Cette décision de justice interpelle à deux titres. Le premier, bien que symbolique, la présence dans les mairies, hôtels de ville et autres bâtiments publics du portrait du président de la République ne repose certes que sur une coutume inspirée de la tradition républicaine. Pour autant, ce portrait n’est pas le fruit d’un culte de la personnalité comme de nombreuses dictatures de par le monde en font leur lit populiste, mais seulement le choix qu’a fait le peuple en son âme et conscience un jour d’élection. Dès lors, le respect de ce choix démocratique engage le pays tout entier aussi intimement que la devise « liberté, égalité, fraternité », l’hymne national ou le drapeau de la France. C’est pourquoi, décrocher le portrait du président de la République n’est pas un acte anodin, il encourage le mépris de la représentation, des institutions et nourrit les âmes malveillantes aux plus viles outrances à l’égard de notre propre identité. Secondement, ce jugement cautionne « à la désobéissance civile face à l’urgence climatique » Nous risquons, devant un tel acte, voir poindre ici ou là de nombreuses urgences sur de multiples sujets à seule fin de justifier la désobéissance que l’on ne manquera pas de qualifier pompeusement : de républicaine !

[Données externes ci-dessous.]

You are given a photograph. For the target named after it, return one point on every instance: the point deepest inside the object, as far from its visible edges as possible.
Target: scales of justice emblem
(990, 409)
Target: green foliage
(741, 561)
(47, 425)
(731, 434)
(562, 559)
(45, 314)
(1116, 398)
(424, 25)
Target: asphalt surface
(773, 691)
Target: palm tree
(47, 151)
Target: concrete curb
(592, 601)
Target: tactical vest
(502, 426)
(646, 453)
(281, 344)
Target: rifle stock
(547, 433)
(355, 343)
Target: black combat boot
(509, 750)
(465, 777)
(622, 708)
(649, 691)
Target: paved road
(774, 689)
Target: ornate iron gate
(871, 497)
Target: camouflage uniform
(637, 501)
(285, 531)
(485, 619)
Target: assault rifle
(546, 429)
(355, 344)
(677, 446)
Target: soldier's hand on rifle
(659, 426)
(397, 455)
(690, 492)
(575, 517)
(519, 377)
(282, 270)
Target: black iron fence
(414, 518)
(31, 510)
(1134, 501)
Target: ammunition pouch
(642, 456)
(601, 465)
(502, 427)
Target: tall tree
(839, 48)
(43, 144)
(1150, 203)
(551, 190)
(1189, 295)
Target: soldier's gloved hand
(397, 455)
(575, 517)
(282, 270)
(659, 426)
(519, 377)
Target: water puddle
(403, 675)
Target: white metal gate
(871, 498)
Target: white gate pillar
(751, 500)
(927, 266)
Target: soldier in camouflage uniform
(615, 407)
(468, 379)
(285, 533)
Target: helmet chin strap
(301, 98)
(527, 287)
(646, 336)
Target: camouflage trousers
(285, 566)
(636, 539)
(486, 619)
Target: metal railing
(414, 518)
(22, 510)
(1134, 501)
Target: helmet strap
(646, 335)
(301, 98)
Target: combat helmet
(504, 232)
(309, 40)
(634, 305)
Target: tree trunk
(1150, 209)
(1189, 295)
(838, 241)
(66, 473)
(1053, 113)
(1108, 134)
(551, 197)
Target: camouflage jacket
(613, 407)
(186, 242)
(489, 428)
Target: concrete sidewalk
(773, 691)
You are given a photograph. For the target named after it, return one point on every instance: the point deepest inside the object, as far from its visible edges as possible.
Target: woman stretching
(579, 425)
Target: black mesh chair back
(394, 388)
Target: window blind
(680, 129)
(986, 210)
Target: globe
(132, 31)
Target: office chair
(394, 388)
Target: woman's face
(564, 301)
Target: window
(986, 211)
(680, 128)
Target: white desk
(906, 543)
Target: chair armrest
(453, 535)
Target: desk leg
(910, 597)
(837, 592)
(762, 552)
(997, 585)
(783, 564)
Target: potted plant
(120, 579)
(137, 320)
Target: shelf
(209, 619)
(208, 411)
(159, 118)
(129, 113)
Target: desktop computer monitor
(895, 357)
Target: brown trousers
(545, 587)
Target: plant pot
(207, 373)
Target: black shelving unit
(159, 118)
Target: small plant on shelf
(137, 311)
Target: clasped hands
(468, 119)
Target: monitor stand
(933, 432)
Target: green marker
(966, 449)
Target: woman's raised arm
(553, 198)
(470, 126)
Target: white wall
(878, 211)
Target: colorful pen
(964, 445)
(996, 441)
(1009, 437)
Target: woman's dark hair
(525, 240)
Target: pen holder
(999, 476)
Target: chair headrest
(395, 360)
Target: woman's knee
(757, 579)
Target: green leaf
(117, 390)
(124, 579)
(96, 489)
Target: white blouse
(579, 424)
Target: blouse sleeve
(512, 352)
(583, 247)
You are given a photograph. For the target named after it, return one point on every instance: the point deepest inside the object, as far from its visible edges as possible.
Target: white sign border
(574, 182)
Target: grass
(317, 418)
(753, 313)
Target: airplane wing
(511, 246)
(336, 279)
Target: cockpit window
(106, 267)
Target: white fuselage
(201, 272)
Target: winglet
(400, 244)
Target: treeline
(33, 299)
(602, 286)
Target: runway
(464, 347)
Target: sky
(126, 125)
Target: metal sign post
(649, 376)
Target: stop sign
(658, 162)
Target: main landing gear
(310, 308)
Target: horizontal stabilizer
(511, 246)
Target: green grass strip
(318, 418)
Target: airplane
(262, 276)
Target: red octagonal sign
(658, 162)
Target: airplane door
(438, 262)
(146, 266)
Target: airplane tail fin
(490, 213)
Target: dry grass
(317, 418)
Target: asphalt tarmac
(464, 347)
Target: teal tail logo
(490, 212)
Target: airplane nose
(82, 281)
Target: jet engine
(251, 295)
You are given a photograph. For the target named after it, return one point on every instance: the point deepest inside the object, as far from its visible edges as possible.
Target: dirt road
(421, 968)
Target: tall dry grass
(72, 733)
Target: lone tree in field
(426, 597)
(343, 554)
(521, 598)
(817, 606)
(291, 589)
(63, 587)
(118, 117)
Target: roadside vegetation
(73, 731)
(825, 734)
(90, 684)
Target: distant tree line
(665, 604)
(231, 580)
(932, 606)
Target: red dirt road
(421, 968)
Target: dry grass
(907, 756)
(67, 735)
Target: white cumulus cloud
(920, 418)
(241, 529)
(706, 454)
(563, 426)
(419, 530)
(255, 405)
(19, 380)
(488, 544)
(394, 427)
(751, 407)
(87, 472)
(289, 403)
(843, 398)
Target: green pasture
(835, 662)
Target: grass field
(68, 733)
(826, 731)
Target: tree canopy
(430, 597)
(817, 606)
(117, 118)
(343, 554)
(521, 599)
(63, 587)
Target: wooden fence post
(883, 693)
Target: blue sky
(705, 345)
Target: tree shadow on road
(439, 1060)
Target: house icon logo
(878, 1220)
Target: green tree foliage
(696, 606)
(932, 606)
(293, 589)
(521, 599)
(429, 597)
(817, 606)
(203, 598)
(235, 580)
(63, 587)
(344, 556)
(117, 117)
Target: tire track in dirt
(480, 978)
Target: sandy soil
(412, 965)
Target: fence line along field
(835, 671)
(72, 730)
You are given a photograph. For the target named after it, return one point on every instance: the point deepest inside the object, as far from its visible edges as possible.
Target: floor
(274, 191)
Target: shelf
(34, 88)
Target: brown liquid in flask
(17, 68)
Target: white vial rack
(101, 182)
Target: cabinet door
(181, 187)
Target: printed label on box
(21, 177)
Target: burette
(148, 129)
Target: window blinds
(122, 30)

Comment donc un juge, dont on attend généralement maîtrise et raison, peut-il approuver en tant que magistrat une quelconque désobéissance républicaine dans un état de droit et une démocratie reconnue comme telle ? Sans compter par ailleurs sur la jurisprudence qui peut naître de cet étonnant jugement ouvrant les portes aux requêtes les plus farfelues.

En allant au-delà d’une intrinsèque considération matérielle et purement symbolique, la justice a cru devoir se prononcer dans le même temps en faisant un mélange hasardeux où le militantisme n’est peut-être pas étranger à la chose jugée. Il eut été plus juste que le magistrat s’en tienne à l’essentiel de la chose à juger plutôt que de s’égarer dans des circonvolutions oiseuses où le jugement devient sujet à caution quand la justice s’en mêle excessivement.